Thanks for helping, it's been the worst homelabbing month of my life and I'm constantly having this image in my mind of burning the rack down. But that would be stupid since I'm so close to a perfectly fine setup. I guess sometimes everything just wants to break at the same time and drive you crazy.
 

CheeryFlame

Contributor
Joined
Nov 21, 2022
Messages
184
I'm now trying to increase this

1700013250430.png


Now unchecked recursive since there's no child dataset in there

1700013279278.png


I checked this box (Prevent source system snapshots that have failed replication from being automatically removed by the Snapshot Retention Policy.)

1700013297921.png


Also modified the snapshot task to 2 weeks and I've checked this box

1700013367081.png


If anyone knows a way to replicate only 1 week of snapshots, please let me know.
 
Joined
Oct 22, 2019
Messages
3,641
Every time I make it to 20-25tb, something happens and the replication stop.
Something other than the replication causes it to stop? (Power loss? Network down? Etc?)

Or is it the replication task itself that spits an error and quits?

Regardless, I thought using the GUI for replications supported resuming from where they were aborted?

It's possible to run a full replication using the command-line / SSH in a tmux session, and force the transfer to generate a "resume token". At least from here you can get started.



I can't believe there's no way to do this? I'm gonna try to set it to 14 days but ideally it would have been 7 days.
If anyone knows a way to replicate only 1 week of snapshots, please let me know.
How much and how often are things being deleted/modified on the dataset? Is it in such a way that you're constantly deleting very large files, of which your snapshots retain an ample amount of used space?

If you're only (or nearly exclusively) adding files, then your snapshots essentially don't take up additional space. (In an alternative sense, snapshots don't "grow", but rather they "stubbornly grab and refuse to let go", which affects the dataset's used space.)

But if the problem is that within a span of 7 to 14 days you're on the brink of completely filling your backup pool, you'll have to address this underlying problem.
 

CheeryFlame

Contributor
Joined
Nov 21, 2022
Messages
184
Something other than the replication causes it to stop? (Power loss? Network down? Etc?)
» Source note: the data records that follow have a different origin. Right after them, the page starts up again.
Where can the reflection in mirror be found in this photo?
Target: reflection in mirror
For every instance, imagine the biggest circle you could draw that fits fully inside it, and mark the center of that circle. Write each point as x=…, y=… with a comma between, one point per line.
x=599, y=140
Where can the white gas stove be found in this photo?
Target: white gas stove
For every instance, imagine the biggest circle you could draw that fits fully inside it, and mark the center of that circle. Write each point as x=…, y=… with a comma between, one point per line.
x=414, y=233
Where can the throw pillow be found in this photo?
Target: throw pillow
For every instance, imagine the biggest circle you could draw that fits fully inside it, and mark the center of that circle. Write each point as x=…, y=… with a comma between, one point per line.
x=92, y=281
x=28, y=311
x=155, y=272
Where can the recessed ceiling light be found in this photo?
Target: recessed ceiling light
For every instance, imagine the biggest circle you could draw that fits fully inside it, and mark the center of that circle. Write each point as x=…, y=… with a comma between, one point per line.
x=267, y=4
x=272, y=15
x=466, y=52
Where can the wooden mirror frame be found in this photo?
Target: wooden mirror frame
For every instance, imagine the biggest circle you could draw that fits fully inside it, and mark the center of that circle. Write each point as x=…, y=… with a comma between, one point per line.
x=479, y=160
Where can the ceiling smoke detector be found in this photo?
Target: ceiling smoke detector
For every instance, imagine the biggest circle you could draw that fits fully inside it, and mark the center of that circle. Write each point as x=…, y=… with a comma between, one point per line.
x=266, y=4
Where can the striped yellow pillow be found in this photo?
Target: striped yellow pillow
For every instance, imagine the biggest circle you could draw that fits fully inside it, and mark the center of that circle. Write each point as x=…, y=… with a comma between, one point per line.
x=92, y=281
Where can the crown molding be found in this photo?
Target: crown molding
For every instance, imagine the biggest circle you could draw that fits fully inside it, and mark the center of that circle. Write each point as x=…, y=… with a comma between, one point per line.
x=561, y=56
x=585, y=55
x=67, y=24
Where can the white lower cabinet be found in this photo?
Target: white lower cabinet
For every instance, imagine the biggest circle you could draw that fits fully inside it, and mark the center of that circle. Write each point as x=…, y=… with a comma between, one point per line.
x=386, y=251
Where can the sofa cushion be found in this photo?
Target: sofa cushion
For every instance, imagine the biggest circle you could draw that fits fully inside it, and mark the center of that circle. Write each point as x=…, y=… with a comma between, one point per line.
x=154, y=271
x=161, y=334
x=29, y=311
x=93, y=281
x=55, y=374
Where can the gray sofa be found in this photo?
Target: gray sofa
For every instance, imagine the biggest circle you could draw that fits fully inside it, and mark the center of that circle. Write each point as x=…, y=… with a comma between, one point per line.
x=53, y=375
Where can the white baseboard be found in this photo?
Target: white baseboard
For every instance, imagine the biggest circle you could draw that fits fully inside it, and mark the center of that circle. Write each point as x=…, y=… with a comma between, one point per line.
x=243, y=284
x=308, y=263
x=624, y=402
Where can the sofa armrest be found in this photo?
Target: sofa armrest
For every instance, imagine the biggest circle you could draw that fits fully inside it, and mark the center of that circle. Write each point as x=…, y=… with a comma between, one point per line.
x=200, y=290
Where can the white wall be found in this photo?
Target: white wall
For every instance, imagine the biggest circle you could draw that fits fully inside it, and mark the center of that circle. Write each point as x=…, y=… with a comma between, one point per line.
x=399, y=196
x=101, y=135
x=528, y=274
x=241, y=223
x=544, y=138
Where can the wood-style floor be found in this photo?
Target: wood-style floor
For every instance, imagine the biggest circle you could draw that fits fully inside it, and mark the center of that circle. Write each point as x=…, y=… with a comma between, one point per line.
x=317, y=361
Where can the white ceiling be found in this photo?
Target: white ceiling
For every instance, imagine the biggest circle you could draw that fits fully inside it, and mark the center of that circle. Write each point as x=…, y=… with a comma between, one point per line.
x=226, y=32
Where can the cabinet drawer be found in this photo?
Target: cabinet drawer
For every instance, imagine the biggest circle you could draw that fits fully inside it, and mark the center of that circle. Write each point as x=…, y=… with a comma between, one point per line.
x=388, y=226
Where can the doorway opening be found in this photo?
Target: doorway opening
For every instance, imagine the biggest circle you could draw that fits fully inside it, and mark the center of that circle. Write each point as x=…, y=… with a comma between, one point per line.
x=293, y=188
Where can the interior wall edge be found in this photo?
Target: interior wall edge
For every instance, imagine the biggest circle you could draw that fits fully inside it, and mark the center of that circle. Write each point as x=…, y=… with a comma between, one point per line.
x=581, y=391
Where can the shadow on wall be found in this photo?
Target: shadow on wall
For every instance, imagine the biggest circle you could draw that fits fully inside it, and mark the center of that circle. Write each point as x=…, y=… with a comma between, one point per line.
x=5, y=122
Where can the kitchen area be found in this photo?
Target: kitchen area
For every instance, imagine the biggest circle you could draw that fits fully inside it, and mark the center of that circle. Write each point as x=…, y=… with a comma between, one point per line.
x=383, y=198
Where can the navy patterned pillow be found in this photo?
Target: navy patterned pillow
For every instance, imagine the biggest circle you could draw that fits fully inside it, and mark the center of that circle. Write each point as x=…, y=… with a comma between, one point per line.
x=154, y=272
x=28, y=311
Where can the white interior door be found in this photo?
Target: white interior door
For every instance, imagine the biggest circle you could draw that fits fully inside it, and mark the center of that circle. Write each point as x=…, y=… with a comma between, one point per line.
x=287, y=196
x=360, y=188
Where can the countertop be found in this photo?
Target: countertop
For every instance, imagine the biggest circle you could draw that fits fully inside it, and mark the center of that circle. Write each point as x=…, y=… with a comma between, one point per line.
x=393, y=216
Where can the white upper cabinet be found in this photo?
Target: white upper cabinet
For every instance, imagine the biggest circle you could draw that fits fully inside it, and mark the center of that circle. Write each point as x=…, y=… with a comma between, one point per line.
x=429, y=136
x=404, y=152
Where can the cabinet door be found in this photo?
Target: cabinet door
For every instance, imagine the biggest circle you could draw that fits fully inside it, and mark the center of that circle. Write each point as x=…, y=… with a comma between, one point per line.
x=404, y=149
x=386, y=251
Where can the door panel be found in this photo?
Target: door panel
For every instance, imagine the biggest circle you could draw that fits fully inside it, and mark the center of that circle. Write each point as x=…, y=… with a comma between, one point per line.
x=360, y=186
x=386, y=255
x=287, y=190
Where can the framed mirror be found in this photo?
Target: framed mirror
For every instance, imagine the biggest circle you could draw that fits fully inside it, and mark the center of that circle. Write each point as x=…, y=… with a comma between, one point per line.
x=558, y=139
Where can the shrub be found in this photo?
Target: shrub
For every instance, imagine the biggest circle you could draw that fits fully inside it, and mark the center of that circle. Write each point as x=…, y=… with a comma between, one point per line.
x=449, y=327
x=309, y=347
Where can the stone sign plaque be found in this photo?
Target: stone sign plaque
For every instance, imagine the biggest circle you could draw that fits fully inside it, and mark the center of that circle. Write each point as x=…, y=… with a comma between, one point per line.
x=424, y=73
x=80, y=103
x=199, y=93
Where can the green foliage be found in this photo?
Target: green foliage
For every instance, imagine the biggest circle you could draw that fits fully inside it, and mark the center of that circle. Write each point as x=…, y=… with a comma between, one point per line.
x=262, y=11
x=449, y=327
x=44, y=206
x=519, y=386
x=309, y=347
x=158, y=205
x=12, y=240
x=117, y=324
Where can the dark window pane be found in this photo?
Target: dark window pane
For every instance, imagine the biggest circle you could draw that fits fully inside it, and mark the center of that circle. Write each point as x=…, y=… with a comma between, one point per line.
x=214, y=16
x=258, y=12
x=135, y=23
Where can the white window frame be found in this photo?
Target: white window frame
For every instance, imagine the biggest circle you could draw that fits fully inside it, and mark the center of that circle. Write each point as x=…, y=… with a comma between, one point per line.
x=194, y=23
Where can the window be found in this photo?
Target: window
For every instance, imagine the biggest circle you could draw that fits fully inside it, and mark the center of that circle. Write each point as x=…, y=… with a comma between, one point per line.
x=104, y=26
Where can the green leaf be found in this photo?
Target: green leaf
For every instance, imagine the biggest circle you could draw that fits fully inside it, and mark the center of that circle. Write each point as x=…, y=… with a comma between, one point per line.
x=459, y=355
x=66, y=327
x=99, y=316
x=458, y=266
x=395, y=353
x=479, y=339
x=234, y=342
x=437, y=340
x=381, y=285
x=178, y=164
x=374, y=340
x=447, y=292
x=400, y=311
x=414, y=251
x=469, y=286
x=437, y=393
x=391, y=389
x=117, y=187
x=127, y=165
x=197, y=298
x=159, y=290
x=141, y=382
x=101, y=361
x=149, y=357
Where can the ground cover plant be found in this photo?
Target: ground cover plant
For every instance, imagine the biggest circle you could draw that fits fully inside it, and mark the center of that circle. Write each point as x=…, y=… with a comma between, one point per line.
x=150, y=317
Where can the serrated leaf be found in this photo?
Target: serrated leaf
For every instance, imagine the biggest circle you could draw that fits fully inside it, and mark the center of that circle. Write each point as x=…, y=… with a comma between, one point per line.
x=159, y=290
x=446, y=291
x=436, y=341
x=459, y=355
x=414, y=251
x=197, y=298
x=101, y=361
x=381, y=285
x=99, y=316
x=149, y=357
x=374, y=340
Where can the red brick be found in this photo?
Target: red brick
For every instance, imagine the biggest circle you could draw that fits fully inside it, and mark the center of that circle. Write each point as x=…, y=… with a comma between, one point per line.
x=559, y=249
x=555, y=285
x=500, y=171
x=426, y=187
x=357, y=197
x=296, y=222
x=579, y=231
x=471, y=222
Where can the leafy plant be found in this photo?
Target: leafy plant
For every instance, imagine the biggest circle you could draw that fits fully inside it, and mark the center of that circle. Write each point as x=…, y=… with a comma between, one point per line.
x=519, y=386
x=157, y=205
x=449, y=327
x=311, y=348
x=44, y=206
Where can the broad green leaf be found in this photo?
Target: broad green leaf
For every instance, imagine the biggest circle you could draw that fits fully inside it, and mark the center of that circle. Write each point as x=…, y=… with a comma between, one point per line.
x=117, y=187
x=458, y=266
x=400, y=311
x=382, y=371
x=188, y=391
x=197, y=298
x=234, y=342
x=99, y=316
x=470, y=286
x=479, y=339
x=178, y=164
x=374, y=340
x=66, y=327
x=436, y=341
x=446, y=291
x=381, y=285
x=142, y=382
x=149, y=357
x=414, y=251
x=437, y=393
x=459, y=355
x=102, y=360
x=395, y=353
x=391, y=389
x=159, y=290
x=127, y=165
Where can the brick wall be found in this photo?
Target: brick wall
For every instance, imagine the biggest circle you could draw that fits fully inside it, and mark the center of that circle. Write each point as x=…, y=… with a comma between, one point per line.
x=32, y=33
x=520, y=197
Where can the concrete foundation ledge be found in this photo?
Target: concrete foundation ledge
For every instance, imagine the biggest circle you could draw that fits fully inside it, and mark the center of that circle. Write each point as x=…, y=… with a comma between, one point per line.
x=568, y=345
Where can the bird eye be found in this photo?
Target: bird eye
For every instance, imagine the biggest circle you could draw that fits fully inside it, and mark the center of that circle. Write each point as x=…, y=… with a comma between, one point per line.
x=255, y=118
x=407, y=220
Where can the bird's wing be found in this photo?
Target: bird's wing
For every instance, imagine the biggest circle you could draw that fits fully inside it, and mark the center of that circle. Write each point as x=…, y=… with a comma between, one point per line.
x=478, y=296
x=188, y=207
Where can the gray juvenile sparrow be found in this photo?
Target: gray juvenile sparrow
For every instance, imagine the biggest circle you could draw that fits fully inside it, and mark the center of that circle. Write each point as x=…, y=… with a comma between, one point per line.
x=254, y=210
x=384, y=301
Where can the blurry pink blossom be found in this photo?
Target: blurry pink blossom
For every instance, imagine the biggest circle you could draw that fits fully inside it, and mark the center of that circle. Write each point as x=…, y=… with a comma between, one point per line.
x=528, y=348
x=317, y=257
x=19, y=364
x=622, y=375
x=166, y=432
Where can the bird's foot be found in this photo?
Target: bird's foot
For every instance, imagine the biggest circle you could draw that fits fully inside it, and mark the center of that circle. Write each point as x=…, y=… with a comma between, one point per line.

Or is it the replication task itself that spits an error and quits?
It was configuration errors at first. See my other topic for full explanation but to narrow it down, unchecking a dataset will modify the destination path to the root of the pool if there's only one dataset to be replicated on source. Since I didn't had enough space on destination I had to delete everything and restart from scratch.

Otherwise it was an error in the resume token after 2x reboot of the server. Sometimes I crashed the server and had to reboot. Usually it use the resume token but that time I had a message saying the resume token was corrupted and couldn't continue.

Regardless, I thought using the GUI for replications supported resuming from where they were aborted?
Yes it does and it worked many times. I don't understand why this just happened.

How much and how often are things being deleted/modified on the dataset? Is it in such a way that you're constantly deleting very large files, of which your snapshots retain an ample amount of used space?
Not often bu yes. The big issue was the hardlinks incident that I still can't explain. Still sometimes it happens, like deleting terabytes of the fullset of game console XYZ after I chose the games I want to keep. I'm a data hoarder and sometimes I get rid of huge chunk of data.
 

CheeryFlame

Contributor
Joined
Nov 21, 2022
Messages
184
The other thing I can't explain is that I got 7 snapshots as you can see

1700016111986.png


Yet it's saying there's now 315 snapshots to be sent. The snapshots being sent never matches the number of snapshots existing on my dataset.

1700016170799.png


And it's still going up as we speak. There's something I can't explain here!
 
Joined
Oct 22, 2019
Messages
3,641
but that time I had a message saying the resume token was corrupted and couldn't continue.
I didn't know resume tokens could "corrupt". The only issue I'm familiar with is if they refer to a snapshot that no longer exists on the source dataset.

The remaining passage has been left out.